Hayır Bey e Murad IV foram os primeiros líderes a ter medo do café. Receavam que fosse um estimulante para o debate político, dando lugar a potenciais focos de conspiração. Além disso, esta era vista como uma bebida impura.
O café estimula-nos, liberta-nos, deixa-nos mais “rebeldes”.
Foi precisamente para conter essa rebeldia que, no Império Otomano, durante o reinado do sultão Murad IV (1623-1640) que, em Istambul, capital do império, o consumo de café foi proibido.
O sultão é recordado pelo seu autoritarismo e pelos seus esforços para acabar com o que considerava serem comportamentos imorais e socialmente perturbadores. Entre essas atividades estava beber café.
Como conta a Specialty Kava, a decisão de Murad IV de proibir o café foi influenciada por vários fatores. Desde logo, os cafés de Constantinopla (atual Istambul) tinham-se tornado locais onde as pessoas se reuniam para discutir política e criticar o governo.
O sultão receava que estas reuniões pudessem levar à agitação e à conspiração contra o seu governo.
Em segundo lugar, alguns académicos islâmicos acreditavam que o café, tal como o álcool, tinha efeitos intoxicantes, pelo que devia ser proibido. Além disso, o café era, uma “substância suspeita”, capaz de alterar o estado de espírito.
Murad IV impôs uma proibição rigorosa do café, juntamente com o tabaco e o álcool. Aplicou a proibição com medidas extremas, ordenando inclusivamente a execução de quem fosse apanhado a consumir café.

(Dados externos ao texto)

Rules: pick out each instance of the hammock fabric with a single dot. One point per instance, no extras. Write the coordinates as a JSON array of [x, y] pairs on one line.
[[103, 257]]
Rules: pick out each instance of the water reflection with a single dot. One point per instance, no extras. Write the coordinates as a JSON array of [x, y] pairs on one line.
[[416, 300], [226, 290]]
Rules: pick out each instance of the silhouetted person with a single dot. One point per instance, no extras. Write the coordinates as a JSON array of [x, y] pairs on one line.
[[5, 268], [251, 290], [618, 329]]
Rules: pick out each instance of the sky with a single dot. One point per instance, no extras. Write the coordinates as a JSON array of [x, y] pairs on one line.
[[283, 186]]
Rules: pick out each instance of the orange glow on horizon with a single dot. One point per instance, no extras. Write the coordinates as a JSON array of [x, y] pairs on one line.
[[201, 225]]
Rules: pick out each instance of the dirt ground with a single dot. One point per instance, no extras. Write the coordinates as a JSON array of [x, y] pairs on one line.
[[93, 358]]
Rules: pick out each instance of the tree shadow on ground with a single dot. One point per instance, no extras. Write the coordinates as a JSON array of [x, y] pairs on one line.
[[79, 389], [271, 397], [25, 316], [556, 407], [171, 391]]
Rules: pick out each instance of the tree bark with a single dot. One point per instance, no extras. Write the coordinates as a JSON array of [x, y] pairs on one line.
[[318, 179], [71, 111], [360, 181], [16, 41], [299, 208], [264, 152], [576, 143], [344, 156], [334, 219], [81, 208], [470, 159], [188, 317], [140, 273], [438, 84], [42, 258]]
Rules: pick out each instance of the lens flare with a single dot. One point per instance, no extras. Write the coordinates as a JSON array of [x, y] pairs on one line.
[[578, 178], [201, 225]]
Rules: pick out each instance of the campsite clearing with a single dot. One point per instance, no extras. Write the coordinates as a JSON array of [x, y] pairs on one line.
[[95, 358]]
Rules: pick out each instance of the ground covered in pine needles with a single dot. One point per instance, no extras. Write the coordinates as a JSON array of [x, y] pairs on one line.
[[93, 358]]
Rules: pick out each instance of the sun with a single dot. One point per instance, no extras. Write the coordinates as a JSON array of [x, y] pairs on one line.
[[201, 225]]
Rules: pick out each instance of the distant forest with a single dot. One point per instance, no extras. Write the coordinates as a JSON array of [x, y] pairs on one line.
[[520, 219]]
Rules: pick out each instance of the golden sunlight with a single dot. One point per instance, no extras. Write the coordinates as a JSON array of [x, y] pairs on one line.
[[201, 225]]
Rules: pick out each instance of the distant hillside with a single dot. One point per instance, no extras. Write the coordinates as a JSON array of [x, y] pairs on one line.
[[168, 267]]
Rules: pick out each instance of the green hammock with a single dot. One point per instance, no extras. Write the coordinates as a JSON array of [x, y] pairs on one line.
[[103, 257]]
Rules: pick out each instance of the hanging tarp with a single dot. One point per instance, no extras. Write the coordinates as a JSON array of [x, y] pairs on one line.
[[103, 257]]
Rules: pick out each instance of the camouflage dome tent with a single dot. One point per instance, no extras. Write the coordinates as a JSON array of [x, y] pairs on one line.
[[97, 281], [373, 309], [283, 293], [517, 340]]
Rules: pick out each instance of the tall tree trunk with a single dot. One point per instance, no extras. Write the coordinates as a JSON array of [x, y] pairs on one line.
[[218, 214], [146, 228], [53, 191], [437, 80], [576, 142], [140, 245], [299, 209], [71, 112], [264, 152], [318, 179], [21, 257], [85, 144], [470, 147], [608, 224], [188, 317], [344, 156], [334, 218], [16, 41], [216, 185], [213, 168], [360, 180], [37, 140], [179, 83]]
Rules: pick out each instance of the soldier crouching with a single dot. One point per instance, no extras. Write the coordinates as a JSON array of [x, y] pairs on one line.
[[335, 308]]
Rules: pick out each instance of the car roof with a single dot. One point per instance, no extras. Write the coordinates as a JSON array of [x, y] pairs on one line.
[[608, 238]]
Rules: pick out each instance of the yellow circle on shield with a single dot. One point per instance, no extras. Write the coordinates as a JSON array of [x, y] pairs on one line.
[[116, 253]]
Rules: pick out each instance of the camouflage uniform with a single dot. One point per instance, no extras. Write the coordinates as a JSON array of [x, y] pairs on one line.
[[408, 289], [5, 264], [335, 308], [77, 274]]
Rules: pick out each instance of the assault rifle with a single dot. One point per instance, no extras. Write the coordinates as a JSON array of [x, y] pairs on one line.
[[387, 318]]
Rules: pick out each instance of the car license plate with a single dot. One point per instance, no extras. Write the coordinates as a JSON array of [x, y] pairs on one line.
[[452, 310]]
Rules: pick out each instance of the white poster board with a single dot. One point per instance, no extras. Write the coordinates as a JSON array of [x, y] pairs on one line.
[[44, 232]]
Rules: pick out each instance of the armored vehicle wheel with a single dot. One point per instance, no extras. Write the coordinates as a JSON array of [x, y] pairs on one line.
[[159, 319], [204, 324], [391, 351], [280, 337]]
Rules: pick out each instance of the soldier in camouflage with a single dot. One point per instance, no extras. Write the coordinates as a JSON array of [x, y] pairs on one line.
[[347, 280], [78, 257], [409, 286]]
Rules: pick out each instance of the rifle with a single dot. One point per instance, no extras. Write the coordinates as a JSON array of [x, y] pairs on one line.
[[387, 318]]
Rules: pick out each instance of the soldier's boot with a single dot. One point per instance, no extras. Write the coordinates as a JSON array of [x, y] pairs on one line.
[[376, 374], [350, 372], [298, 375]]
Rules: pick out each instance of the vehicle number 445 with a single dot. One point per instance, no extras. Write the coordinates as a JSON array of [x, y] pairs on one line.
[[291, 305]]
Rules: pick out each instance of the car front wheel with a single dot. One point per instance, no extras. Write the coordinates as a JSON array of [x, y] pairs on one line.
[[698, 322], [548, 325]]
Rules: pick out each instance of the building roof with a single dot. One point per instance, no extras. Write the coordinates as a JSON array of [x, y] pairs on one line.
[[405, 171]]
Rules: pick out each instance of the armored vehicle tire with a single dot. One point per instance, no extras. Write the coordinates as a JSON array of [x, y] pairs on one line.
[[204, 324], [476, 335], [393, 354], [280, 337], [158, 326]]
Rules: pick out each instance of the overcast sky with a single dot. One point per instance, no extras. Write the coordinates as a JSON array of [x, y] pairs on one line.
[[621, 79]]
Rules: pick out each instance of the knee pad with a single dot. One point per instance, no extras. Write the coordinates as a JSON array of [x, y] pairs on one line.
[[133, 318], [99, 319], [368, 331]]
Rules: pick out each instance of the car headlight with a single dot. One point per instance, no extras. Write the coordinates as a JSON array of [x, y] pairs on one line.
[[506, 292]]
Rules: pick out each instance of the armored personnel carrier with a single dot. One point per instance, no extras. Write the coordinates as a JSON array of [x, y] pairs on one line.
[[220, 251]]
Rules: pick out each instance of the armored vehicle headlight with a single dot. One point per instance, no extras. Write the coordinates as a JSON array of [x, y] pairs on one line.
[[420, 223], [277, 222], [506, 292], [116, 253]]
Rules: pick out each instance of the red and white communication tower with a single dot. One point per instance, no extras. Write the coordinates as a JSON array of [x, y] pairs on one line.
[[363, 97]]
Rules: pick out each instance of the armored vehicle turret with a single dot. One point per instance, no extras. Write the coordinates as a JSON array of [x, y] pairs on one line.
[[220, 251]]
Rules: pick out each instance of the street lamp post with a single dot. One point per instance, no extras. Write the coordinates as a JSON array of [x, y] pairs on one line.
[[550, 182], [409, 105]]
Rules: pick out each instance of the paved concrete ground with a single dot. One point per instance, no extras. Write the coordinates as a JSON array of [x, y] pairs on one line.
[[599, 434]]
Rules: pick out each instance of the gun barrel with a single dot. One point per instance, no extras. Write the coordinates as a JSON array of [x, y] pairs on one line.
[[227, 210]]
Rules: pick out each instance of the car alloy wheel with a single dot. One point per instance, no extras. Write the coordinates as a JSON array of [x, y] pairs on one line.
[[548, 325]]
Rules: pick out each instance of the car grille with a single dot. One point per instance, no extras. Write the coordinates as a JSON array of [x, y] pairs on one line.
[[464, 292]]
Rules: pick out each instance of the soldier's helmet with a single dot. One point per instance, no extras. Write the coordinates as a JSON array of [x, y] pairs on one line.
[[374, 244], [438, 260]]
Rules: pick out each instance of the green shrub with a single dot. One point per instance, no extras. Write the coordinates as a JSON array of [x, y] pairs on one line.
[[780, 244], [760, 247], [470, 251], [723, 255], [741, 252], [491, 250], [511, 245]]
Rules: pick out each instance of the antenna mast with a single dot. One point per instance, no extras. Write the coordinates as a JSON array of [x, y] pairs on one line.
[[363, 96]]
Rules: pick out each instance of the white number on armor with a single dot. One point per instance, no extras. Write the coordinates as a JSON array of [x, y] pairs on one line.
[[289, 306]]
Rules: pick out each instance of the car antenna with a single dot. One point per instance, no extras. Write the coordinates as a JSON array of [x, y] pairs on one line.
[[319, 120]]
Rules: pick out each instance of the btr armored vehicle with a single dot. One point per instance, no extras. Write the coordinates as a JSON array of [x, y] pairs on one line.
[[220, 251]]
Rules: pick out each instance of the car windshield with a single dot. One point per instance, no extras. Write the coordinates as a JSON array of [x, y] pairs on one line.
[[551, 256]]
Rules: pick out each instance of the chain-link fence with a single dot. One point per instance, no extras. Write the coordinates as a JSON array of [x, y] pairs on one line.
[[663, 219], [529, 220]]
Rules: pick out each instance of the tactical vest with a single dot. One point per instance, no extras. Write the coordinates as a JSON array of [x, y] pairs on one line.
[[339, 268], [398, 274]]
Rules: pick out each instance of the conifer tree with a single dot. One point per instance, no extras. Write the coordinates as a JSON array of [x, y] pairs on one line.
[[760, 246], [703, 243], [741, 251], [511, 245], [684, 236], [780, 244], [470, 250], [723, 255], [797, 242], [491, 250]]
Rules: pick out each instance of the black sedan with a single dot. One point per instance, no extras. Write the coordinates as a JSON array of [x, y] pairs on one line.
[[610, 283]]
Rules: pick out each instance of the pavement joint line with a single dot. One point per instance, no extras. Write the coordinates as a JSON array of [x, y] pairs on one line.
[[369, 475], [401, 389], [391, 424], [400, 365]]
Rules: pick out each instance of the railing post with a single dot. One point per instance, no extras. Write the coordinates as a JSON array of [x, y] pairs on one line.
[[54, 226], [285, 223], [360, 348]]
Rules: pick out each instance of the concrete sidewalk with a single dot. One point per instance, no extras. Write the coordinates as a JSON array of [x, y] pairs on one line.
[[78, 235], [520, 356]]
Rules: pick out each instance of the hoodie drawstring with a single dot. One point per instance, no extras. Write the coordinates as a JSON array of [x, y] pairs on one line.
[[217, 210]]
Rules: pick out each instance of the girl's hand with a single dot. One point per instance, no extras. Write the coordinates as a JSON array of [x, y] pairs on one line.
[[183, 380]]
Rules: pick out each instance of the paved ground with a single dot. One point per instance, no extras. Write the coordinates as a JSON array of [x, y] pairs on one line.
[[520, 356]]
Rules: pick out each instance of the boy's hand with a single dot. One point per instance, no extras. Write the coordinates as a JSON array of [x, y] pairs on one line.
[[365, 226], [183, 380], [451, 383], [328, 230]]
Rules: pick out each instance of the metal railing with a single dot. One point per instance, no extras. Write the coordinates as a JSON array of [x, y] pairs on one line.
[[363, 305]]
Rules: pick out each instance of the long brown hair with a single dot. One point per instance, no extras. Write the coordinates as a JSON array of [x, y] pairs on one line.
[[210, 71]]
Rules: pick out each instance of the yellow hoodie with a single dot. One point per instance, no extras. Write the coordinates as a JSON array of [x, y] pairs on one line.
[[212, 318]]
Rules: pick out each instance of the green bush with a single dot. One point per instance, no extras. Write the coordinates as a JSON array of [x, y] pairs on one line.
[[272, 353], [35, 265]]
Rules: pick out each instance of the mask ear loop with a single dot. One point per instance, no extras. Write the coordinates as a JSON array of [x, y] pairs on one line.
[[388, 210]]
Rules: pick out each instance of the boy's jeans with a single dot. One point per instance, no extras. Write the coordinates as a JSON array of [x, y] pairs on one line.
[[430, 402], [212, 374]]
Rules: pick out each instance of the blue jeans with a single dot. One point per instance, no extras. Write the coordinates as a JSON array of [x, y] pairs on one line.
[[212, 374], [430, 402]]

Como conta a mesma revista, os soldados de Murad IV patrulhavam as ruas de Constantinopla, à procura dos infratores. Apesar das medidas severas, o comércio do café continuou clandestino e as cafetarias funcionavam em segredo.
Após a morte de Murad IV, em 1640, a proibição foi gradualmente levantada e os cafés reapareceram como instituições sociais populares.
O café (turco) é, hoje em dia, um símbolo da Turquia e curiosamente, ao contrário do que foi no passado, uma atividade “obrigatória” para quem visita o país.
Mas… Murad IV não foi o primeiro a ter medo do café.
Segundo a Specialty Kava, a primeira tentativa de proibir o café foi em Meca, em 1511. A cidade era um centro movimentado de comércio e peregrinação religiosa, e o café tinha-se tornado imensamente popular entre os seus habitantes.
No entanto, esta popularidade também atraiu a atenção das autoridades religiosas, que viam os cafés como locais de sedição e de comportamento imoral.
Na altura, o governador de Meca, Hayır Bey, estava particularmente preocupado com os encontros nos cafés. Acreditava que estes encorajavam discussões políticas que poderiam levar à dissidência contra as autoridades no poder. Além disso, já nessa altura se pensava que os efeitos estimulantes do café tornavam as pessoas mais propensas a comportamentos rebeldes.
Hayır Bey reuniu um conselho de juristas islâmicos para examinar a legalidade do café, num decreto que duraria 13 anos. O conselho declarou o café como haram (proibido) e emitiu um édito proibindo o seu consumo. As cafetarias de Meca foram encerradas e os consumidores de café foram perseguidos.
Apesar de pioneiros de que o café era um perigo para a sociedade, Hayır Bey e Murad IV não foram os únicos a querer impor esta teoria.
Por exemplo, no início do século XVII, com a disseminação do produto por toda Europa, a Igreja Católica começou a desconfiar do café. Alguns membros do clero viam-no como uma “bebida muçulmana” e desaprovavam a sua popularidade entre os cristãos.
Havia até teorias de que o café era uma criação do Diabo, com a intenção de afastar as pessoas da verdadeira fé.
No século seguinte, na Suécia, o rei Gustavo III, que governou de 1771 a 1792, estava preocupado com a popularidade do café no seu reino. Acreditava que o consumo de café era prejudicial para a saúde e procurou desencorajar os seus súbditos de o beberem.
Gustavo III subiu os impostos sobre o café, numa tentativa de reduzir o consumo.
Para (tentar) provar o seu ponto de vista, Gustavo III fez uma experiência com dois gémeos que tinham sido condenados à morte. Um dos gémeos tinha de beber café todos os dias; e o outro chá.
A experiência deveria demonstrar os efeitos nefastos do café no organismo humano, mas o gémeo que bebia chá foi o que morreu primeiro.